ÉPOCA – Como a senhora se mantém, atendendo apenas quem não tem recursos para pagar?
Kimberley –
 Eu mesma pago as despesas, nos casos de defesa dos direitos humanos. Não cobro nada, nem eles poderiam pagar. A maior parte de meu trabalho com fim lucrativo é empresarial. Meus outros clientes são empresas, embaixadas e consulados, gente envolvida em processos em cortes internacionais. Eles também me mantêm aprendendo. Já recebi doações indivi­duais, mas não quero receber de governos ou empresas, porque atuo no setor privado. Só quero ser advogada.

ÉPOCA – Houve alguma situação que fez a senhora pensar “Eu não deveria estar aqui”?
Kimberley –
 Foi em março, no Serena Hotel, o único cinco estrelas do país, na capital, Cabul. Um amigo ia para Dubai passar o Ano-Novo afegão. Deixou o quarto vago e me ofereceu o espaço para ficar, porque, onde moro, não tenho água encanada nem eletricidade. O Serena é confortável. Quinze minutos depois de me registrar, houve um tiroteio. Mataram várias pessoas no hotel, e ele ficou fechado por quatro horas. Ninguém entrava nem saía. Estava escondida em meu quarto no 2o andar, enquanto gente morria no térreo. Ouvi os tiros. Vi gente correndo quando abriram fogo no restaurante. Foi muito assustador, como algo que acorda você para a realidade a sua volta. Me senti não só isolada, como vulnerável demais. Quando os atiradores invadiram, os seguranças do hotel fugiram. Não havia ninguém armado lá dentro, exceto os terroristas. Foram horas sem saber o que se passava lá fora.

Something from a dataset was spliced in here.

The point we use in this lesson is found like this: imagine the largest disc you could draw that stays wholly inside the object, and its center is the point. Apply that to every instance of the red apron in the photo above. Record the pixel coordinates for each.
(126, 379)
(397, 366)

O engraçado é que telefonei para um amigo jornalista, para saber o que acontecia, e ele reagiu sussurrando comigo ao telefone: “Oh, meu Deus, você está aí? Desligue a luz, tranque a porta e se esconda”. Até aquele momento, não sabia que o problema era dentro do hotel mesmo, poderia ser na rua, porque acontece de vez em quando. Quase entrei em pânico. Ele tentava me acalmar. Disse: “Fique calma, não é nada”. Eu respondia: “Não me diga que não é nada! Estou nervosa!”. Muitas das histórias publicadas a respeito só saíram porque eu contava o que se passava aos meus amigos. “Di­ga-me o que você vê”, perguntavam. E eu, histérica, respondia: “Isto não é uma reportagem!”.

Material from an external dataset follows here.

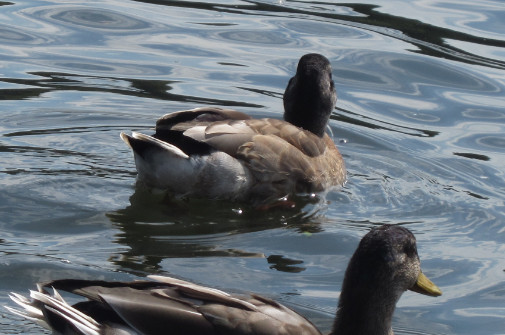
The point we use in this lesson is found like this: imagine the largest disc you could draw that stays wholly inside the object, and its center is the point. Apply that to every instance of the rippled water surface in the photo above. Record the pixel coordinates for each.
(420, 121)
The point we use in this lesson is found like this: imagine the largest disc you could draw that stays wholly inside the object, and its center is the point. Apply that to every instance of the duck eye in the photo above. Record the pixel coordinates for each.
(410, 250)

"A menina foi vendida e torturada. É o primeiro caso do tipo em que a vítima tem advogado"
ÉPOCA – O que a mantém fiel a uma proposta tão arriscada?
Kimberley –
 Meus clientes. São os melhores clientes do mundo.

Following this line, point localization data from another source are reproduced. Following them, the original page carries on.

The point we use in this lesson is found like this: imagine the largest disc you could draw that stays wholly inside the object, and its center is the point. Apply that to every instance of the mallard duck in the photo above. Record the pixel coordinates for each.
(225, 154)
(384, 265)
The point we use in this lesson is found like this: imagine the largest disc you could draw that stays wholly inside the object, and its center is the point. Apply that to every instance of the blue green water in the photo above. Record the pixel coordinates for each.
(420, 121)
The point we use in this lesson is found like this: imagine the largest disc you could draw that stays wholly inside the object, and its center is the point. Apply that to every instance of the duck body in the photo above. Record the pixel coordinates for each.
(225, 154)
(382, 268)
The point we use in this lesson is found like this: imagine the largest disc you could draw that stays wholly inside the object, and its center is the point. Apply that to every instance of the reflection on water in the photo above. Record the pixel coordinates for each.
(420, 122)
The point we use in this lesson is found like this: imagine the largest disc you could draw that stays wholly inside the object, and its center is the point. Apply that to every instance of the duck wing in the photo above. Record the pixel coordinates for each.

ÉPOCA – O que seus filhos acham de seu trabalho?
Kimberley –
 Não conto todos os detalhes, porque é tudo muito triste e deprimente. Eles me apoiam muito. Certa vez, a professora de minha caçula, de 8 anos, contou de forma genérica a ela que eu ajudava uma menina de idade próxima da dela, de 6 anos, contra adultos malvados. A reação dela foi muito fofa, porque veio me perguntar se a menina havia ficado bem, se eu conseguira ajudá-la contra os malvados. Tenho também dois adolescentes, um menino de 13 e uma garota de 17 anos. Atuava no caso de uma mulher estuprada, que engravidou no ataque e teve o bebê na prisão. Ela era obrigada a casar com o estuprador, e obviamente não queria. Fiz um abaixo-assinado on-line para pessoas no mundo todo assinarem e dar publicidade ao caso. Em dois dias, reuni 6 mil nomes, e lá estava a assinatura de minha filha. O que me mantém nessa história são meus clientes e meus filhos, que me encorajam e participam desse sacrifício comigo. Não é fácil não ter a mãe em casa durante tanto tempo.